Bug 1870873

Summary: "cibsecret sync" fails if node name is different from hostname
Product: Red Hat Enterprise Linux 8 Reporter: Ken Gaillot <kgaillot>
Component: pacemakerAssignee: Ken Gaillot <kgaillot>
Status: CLOSED ERRATA QA Contact: cluster-qe <cluster-qe>
Severity: urgent Docs Contact:
Priority: urgent    
Version: 8.3CC: cluster-maint, msmazova
Target Milestone: rcFlags: pm-rhel: mirror+
Target Release: 8.3   
Hardware: All   
OS: All   
Whiteboard:
Fixed In Version: pacemaker-2.0.4-6.el8 Doc Type: No Doc Update
Doc Text:
This fix is for a build that has not been released
Story Points: ---
Clone Of: Environment:
Last Closed: 2020-11-04 04:00:53 UTC Type: Bug
Regression: --- Mount Type: ---
Documentation: --- CRM:
Verified Versions: Category: ---
oVirt Team: --- RHEL 7.3 requirements from Atomic Host:
Cloudforms Team: --- Target Upstream Version:
Embargoed:
Bug Depends On:    
Bug Blocks: 1793860    

Description Ken Gaillot 2020-08-20 21:47:46 UTC
Description of problem: "cibsecret sync" filters out the local node from the list of all nodes by searching for the output of "uname -n". This causes two issues: if the node name is different from the hostname, this will cause local secrets to be removed; and if another node's name is a superset of the local node's name (e.g. "node10" vs. "node1"), secrets will not be synced to it.


Version-Release number of selected component (if applicable): 2.0.4-5


How reproducible: consistent


Steps to Reproduce:
1. Configure a cluster with node names different from hostnames.
2. Configure a resource and use cibsecret to make a parameter secret.
3. Run "cibsecret sync".

Actual results: Secrets are removed from the local node.


Expected results: Local secrets are synced to all other nodes.

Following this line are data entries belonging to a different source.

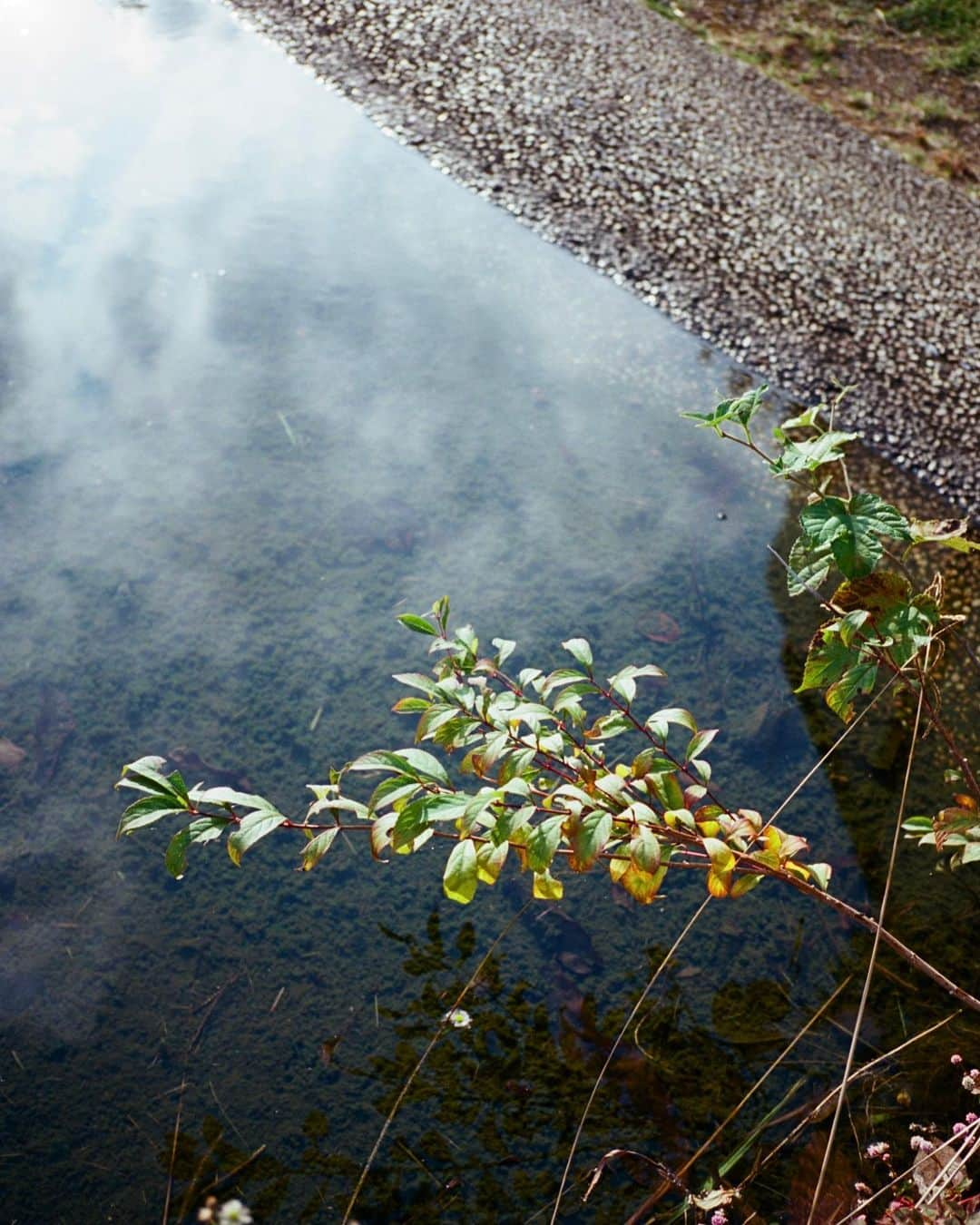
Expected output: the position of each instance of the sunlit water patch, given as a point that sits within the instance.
(266, 380)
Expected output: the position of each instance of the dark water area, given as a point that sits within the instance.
(267, 380)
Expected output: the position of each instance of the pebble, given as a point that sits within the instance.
(756, 220)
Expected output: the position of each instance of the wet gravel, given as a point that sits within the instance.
(779, 234)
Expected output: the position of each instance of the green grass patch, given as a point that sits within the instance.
(957, 22)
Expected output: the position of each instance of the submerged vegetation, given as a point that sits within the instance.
(567, 770)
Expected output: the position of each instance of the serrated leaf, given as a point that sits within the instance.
(227, 795)
(853, 528)
(587, 837)
(644, 849)
(147, 811)
(827, 661)
(546, 888)
(416, 680)
(667, 789)
(318, 848)
(381, 830)
(580, 651)
(721, 857)
(418, 623)
(675, 714)
(144, 776)
(414, 762)
(859, 679)
(410, 704)
(542, 843)
(811, 454)
(461, 875)
(201, 830)
(740, 410)
(490, 861)
(806, 569)
(821, 874)
(744, 885)
(640, 885)
(250, 830)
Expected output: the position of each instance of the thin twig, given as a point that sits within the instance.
(612, 1050)
(173, 1155)
(876, 942)
(657, 1196)
(440, 1031)
(818, 1112)
(238, 1169)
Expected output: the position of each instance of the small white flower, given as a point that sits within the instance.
(234, 1213)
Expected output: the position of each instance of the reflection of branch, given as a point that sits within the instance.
(612, 1050)
(818, 1112)
(441, 1029)
(870, 974)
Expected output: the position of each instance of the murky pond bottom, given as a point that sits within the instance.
(266, 380)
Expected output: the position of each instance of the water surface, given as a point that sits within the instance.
(267, 378)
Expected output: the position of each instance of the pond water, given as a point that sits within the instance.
(266, 380)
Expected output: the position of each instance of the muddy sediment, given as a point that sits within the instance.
(788, 239)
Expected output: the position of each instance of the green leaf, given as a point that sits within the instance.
(318, 848)
(546, 888)
(853, 528)
(720, 854)
(416, 680)
(587, 837)
(490, 861)
(946, 532)
(414, 762)
(510, 822)
(740, 410)
(910, 629)
(859, 679)
(147, 811)
(381, 830)
(821, 874)
(667, 789)
(418, 623)
(250, 830)
(827, 661)
(851, 623)
(201, 830)
(812, 454)
(644, 849)
(580, 651)
(623, 682)
(744, 885)
(410, 704)
(461, 874)
(226, 795)
(542, 843)
(144, 776)
(806, 569)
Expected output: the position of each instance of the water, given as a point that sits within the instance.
(266, 378)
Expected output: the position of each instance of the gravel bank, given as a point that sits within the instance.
(788, 239)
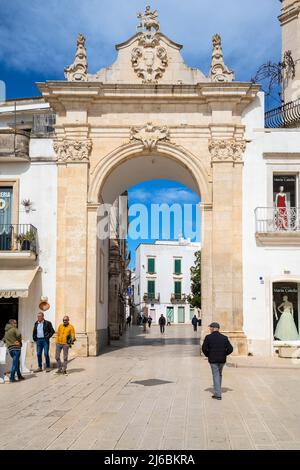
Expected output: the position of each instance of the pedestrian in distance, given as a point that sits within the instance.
(64, 341)
(195, 322)
(216, 347)
(13, 341)
(162, 323)
(42, 332)
(144, 321)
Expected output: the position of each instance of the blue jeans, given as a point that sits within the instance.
(217, 378)
(42, 344)
(15, 368)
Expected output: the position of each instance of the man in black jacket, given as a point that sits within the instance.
(42, 332)
(216, 347)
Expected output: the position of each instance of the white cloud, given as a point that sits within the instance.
(41, 36)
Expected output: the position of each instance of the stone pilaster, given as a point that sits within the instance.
(72, 235)
(226, 161)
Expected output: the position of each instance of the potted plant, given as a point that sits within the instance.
(25, 240)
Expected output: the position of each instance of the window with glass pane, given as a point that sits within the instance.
(151, 289)
(177, 266)
(5, 217)
(151, 265)
(177, 288)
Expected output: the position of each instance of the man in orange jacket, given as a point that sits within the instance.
(64, 340)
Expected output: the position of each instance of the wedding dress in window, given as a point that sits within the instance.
(286, 329)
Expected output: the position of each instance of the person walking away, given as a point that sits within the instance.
(145, 320)
(42, 332)
(162, 322)
(65, 339)
(195, 322)
(13, 341)
(216, 347)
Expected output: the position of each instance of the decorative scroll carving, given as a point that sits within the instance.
(148, 19)
(219, 72)
(77, 72)
(229, 150)
(149, 60)
(72, 151)
(149, 135)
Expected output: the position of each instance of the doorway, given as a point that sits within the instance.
(9, 310)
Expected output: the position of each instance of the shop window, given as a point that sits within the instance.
(286, 311)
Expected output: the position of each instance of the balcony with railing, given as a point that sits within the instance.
(18, 242)
(14, 145)
(278, 225)
(151, 298)
(285, 116)
(178, 298)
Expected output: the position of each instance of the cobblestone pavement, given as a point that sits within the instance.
(152, 391)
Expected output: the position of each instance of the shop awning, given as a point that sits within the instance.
(16, 282)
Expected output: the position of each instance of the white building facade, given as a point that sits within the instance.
(162, 280)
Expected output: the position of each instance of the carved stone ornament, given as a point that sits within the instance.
(149, 135)
(219, 72)
(77, 72)
(227, 150)
(148, 20)
(72, 150)
(149, 60)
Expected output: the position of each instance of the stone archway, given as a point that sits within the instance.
(133, 109)
(181, 165)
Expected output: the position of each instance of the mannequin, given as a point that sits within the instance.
(286, 329)
(281, 205)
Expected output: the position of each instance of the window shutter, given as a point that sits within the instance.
(177, 266)
(151, 265)
(177, 287)
(151, 287)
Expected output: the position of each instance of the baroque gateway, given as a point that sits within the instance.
(149, 115)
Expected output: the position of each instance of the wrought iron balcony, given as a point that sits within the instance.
(18, 238)
(14, 145)
(178, 298)
(274, 219)
(287, 115)
(151, 298)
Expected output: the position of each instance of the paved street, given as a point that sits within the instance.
(150, 391)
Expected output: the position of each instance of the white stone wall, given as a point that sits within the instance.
(38, 182)
(268, 150)
(164, 254)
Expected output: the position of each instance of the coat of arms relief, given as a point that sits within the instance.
(149, 59)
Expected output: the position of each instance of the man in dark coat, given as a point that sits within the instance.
(42, 332)
(195, 322)
(216, 348)
(162, 322)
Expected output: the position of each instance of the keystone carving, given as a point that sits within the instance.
(72, 151)
(149, 135)
(229, 150)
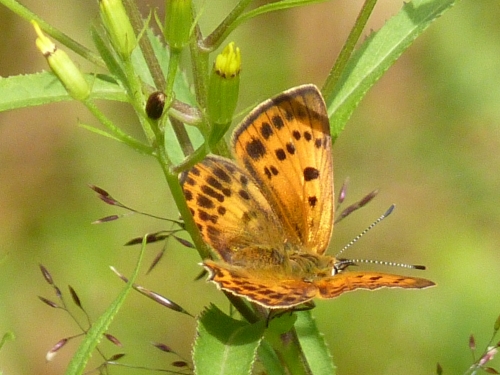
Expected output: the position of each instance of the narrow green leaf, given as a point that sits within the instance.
(99, 131)
(224, 345)
(269, 359)
(32, 90)
(377, 54)
(7, 336)
(313, 345)
(97, 330)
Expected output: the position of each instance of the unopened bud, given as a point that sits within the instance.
(62, 66)
(223, 90)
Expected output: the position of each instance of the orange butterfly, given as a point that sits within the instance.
(269, 214)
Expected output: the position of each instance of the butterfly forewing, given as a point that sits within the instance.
(285, 144)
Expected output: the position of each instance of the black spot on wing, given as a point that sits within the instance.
(255, 149)
(311, 173)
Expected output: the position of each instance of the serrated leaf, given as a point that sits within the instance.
(313, 345)
(224, 345)
(32, 90)
(377, 54)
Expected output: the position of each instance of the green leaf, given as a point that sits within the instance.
(98, 328)
(377, 54)
(43, 88)
(224, 345)
(7, 336)
(313, 345)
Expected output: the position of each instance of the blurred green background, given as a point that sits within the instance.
(427, 135)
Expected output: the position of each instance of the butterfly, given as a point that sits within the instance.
(269, 214)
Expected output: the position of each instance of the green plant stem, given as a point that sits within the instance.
(216, 38)
(348, 48)
(174, 184)
(115, 131)
(145, 44)
(157, 73)
(28, 15)
(287, 347)
(138, 101)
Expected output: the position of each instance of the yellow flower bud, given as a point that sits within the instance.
(62, 66)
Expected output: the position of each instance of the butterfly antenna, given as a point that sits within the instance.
(353, 207)
(343, 263)
(370, 227)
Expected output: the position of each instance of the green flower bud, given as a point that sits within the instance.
(178, 21)
(223, 90)
(116, 21)
(62, 66)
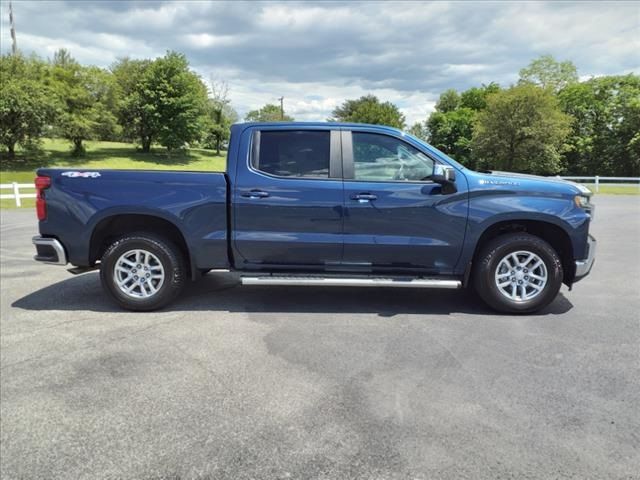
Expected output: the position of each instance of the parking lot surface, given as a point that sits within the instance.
(273, 382)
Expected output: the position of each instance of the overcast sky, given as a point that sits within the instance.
(318, 54)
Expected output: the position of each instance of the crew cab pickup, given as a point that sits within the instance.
(321, 204)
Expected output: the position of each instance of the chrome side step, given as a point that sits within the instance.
(319, 281)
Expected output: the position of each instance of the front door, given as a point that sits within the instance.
(395, 217)
(287, 200)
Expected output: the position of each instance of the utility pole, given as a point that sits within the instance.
(14, 44)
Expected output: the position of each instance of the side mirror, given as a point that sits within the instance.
(445, 175)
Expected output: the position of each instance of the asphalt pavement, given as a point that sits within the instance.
(274, 382)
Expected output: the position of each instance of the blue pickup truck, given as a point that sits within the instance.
(322, 204)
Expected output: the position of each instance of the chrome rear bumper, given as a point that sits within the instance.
(583, 267)
(49, 250)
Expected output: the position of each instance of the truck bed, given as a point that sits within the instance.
(79, 201)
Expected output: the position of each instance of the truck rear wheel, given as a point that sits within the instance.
(142, 271)
(518, 273)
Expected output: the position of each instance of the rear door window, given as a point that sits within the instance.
(292, 153)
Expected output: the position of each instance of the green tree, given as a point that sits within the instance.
(219, 116)
(549, 73)
(449, 100)
(368, 109)
(268, 113)
(451, 132)
(475, 98)
(450, 127)
(605, 136)
(419, 130)
(27, 105)
(161, 100)
(138, 121)
(78, 115)
(522, 129)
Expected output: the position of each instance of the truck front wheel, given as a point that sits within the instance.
(142, 271)
(518, 273)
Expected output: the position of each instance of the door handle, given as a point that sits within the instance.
(363, 197)
(256, 194)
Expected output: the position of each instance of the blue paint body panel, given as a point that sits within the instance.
(312, 224)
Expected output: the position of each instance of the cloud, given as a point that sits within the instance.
(317, 55)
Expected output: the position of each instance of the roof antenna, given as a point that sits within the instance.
(14, 43)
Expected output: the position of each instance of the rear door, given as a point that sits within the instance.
(395, 217)
(287, 200)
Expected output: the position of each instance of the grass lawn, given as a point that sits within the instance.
(105, 155)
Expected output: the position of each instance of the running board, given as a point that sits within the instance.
(308, 281)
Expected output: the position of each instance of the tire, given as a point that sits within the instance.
(163, 264)
(499, 268)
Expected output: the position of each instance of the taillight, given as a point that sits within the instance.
(42, 183)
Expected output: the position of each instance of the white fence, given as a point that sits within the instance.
(596, 181)
(17, 195)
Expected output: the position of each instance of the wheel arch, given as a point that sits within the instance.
(552, 233)
(108, 228)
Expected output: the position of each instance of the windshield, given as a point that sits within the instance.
(436, 152)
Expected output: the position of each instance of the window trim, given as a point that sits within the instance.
(335, 150)
(349, 164)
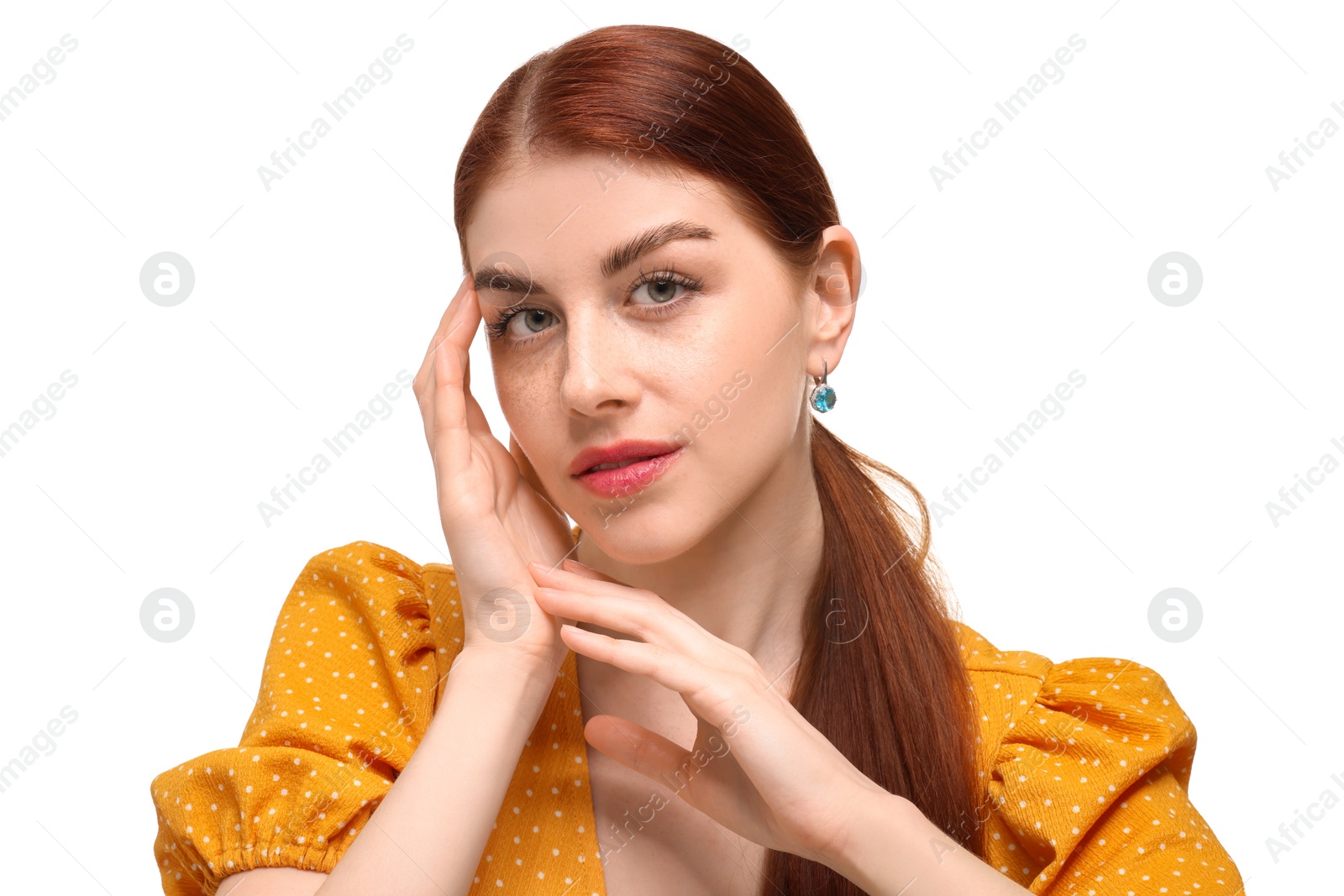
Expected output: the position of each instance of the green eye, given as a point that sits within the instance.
(660, 289)
(534, 320)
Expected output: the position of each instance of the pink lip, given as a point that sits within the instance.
(629, 479)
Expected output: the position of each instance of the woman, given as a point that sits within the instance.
(667, 289)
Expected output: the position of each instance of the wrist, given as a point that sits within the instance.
(511, 678)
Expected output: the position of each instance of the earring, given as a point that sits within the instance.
(823, 396)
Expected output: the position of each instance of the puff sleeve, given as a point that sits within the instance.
(1089, 788)
(346, 696)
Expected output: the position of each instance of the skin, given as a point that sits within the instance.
(732, 533)
(738, 513)
(690, 593)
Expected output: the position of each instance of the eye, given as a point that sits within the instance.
(663, 288)
(521, 322)
(530, 322)
(660, 289)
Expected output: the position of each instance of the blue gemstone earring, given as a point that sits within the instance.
(823, 396)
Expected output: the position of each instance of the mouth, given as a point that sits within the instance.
(624, 468)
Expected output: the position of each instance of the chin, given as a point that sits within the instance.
(642, 533)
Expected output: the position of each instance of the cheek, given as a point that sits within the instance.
(528, 385)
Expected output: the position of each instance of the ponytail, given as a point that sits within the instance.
(880, 673)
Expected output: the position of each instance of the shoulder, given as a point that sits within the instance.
(1030, 701)
(1086, 765)
(356, 661)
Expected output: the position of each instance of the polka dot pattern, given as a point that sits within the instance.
(1086, 762)
(1089, 762)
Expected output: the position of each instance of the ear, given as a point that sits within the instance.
(837, 285)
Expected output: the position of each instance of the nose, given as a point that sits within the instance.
(598, 378)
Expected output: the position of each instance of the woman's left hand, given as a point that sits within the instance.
(757, 766)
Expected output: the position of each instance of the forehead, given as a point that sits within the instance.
(568, 212)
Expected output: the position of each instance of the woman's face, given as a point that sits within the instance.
(640, 308)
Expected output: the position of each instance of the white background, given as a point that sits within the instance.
(980, 298)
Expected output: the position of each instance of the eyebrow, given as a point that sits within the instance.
(506, 280)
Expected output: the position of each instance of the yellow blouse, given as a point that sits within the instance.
(1088, 759)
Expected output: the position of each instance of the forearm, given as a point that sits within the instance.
(893, 848)
(428, 835)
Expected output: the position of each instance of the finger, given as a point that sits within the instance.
(447, 396)
(709, 691)
(444, 322)
(528, 472)
(588, 573)
(636, 747)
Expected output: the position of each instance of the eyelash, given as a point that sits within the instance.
(496, 329)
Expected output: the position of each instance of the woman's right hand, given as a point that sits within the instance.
(494, 520)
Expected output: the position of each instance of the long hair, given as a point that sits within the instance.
(880, 672)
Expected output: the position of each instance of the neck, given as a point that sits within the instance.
(749, 579)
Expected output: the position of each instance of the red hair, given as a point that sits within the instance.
(880, 673)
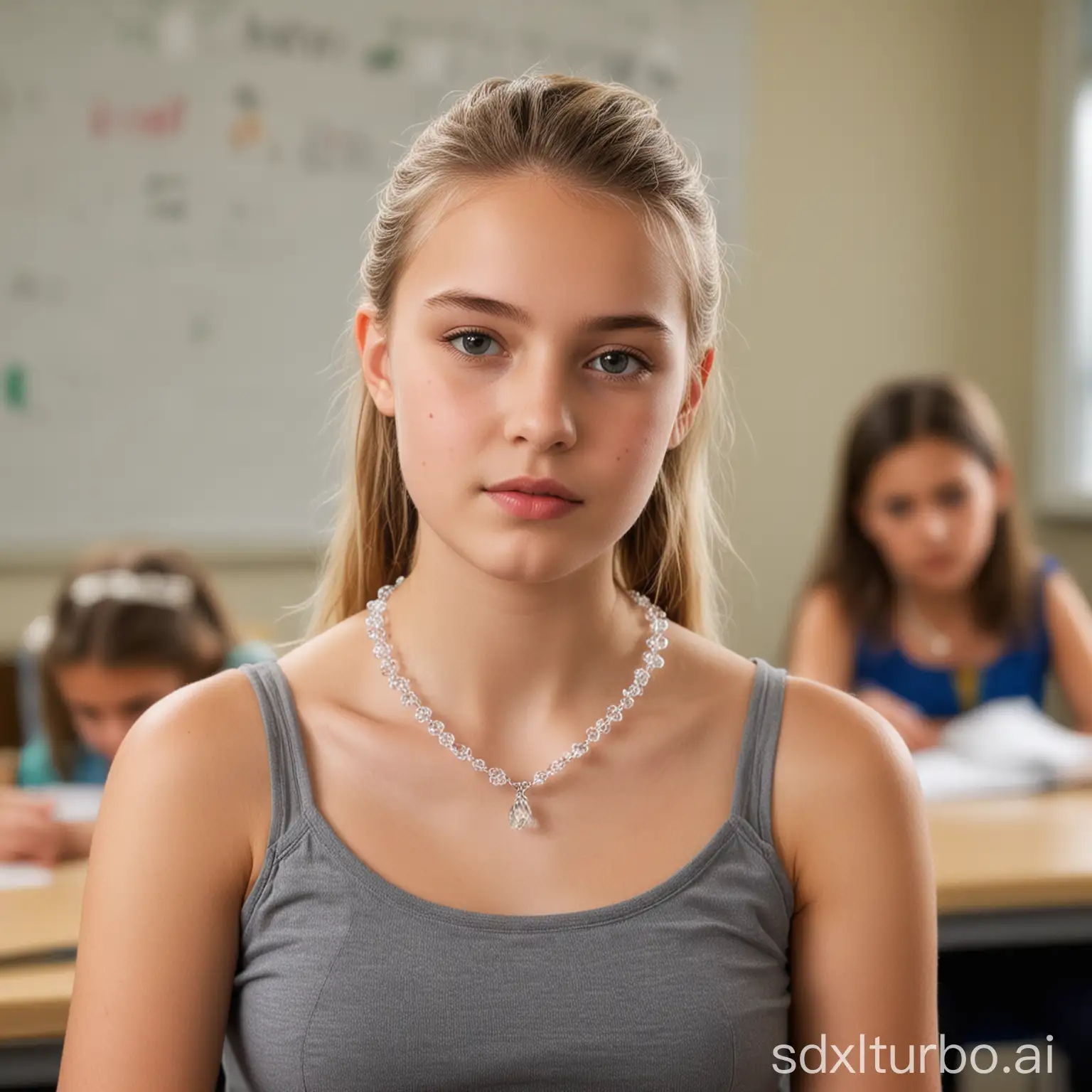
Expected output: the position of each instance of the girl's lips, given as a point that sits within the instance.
(533, 505)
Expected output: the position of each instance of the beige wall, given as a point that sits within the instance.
(892, 230)
(892, 197)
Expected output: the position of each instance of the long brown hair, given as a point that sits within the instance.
(191, 635)
(599, 136)
(896, 414)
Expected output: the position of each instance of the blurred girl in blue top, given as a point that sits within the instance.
(929, 600)
(129, 626)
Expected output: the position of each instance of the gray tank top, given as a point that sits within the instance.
(346, 982)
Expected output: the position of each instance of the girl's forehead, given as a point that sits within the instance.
(919, 464)
(546, 247)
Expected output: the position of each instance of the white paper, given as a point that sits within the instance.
(16, 876)
(1002, 748)
(1016, 733)
(73, 803)
(946, 776)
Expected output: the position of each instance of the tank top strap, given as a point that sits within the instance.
(754, 788)
(289, 784)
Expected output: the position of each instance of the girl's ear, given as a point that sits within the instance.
(375, 360)
(696, 388)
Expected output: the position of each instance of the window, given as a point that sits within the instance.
(1064, 373)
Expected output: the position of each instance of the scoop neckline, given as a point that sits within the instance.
(389, 892)
(378, 884)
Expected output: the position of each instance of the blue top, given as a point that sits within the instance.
(36, 764)
(943, 692)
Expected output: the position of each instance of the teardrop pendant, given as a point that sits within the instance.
(520, 817)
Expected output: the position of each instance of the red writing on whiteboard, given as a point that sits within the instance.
(160, 119)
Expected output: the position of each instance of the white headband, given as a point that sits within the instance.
(171, 590)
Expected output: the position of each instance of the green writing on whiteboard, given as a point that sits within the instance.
(14, 387)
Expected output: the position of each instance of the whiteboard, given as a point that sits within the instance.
(183, 191)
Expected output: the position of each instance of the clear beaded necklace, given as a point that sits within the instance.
(520, 816)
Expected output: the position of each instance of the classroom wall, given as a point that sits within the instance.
(892, 228)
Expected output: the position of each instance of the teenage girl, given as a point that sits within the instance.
(129, 626)
(505, 823)
(927, 601)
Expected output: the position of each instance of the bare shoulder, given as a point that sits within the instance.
(196, 768)
(703, 674)
(843, 778)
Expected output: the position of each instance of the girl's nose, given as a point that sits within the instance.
(539, 410)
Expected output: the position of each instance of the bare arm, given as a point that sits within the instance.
(1069, 623)
(171, 862)
(823, 640)
(850, 823)
(823, 649)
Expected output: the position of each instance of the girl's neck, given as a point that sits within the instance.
(947, 611)
(495, 656)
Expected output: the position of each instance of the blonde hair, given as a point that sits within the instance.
(603, 138)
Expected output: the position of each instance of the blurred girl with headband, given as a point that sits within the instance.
(513, 818)
(128, 627)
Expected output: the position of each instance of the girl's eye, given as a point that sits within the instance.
(474, 343)
(898, 508)
(617, 363)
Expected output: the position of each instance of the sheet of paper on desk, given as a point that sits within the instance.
(1004, 748)
(16, 876)
(946, 776)
(1018, 734)
(73, 803)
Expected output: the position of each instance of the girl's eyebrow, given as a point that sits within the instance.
(500, 309)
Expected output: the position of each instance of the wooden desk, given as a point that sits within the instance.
(34, 996)
(1010, 872)
(1014, 872)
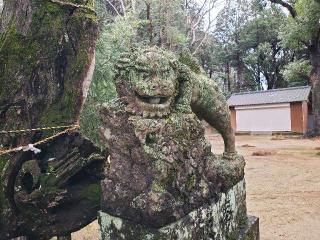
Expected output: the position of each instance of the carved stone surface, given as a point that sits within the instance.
(161, 168)
(221, 220)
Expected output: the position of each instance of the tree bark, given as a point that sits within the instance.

Comment 1 Ken Gaillot 2020-08-20 21:54:23 UTC
Fixed upstream by commit afca6af

Comment 5 Markéta Smazová 2020-09-23 11:30:58 UTC
before fix
----------
Please see bug 1793860, comment 9 (case 2).

after fix
----------

>   [root@virt-023 ~]# rpm -q pacemaker
>   pacemaker-2.0.4-6.el8.x86_64

>   [root@virt-023 ~]# pcs status
>   Cluster name: STSRHTS25177
>   Cluster Summary:
>     * Stack: corosync
>     * Current DC: virt-024 (version 2.0.4-6.el8-2deceaa3ae) - partition with quorum
>     * Last updated: Thu Sep 10 13:17:44 2020
>     * Last change:  Thu Sep 10 12:45:22 2020 by hacluster via crmd on virt-024
>     * 3 nodes configured
>     * 9 resource instances configured
>
>   Node List:
>     * Online: [ virt-023 virt-024 virt-031 ]
>
>   Full List of Resources:
>     * fence-virt-023	(stonith:fence_xvm):	 Started virt-023
>     * fence-virt-024	(stonith:fence_xvm):	 Started virt-024
>     * fence-virt-031	(stonith:fence_xvm):	 Started virt-031
>     * Clone Set: locking-clone [locking]:
>       * Started: [ virt-023 virt-024 virt-031 ]
>
>   Daemon Status:
>     corosync: active/enabled
>     pacemaker: active/enabled
>     pcsd: active/enabled

Check that hostnames are different from cluster node names.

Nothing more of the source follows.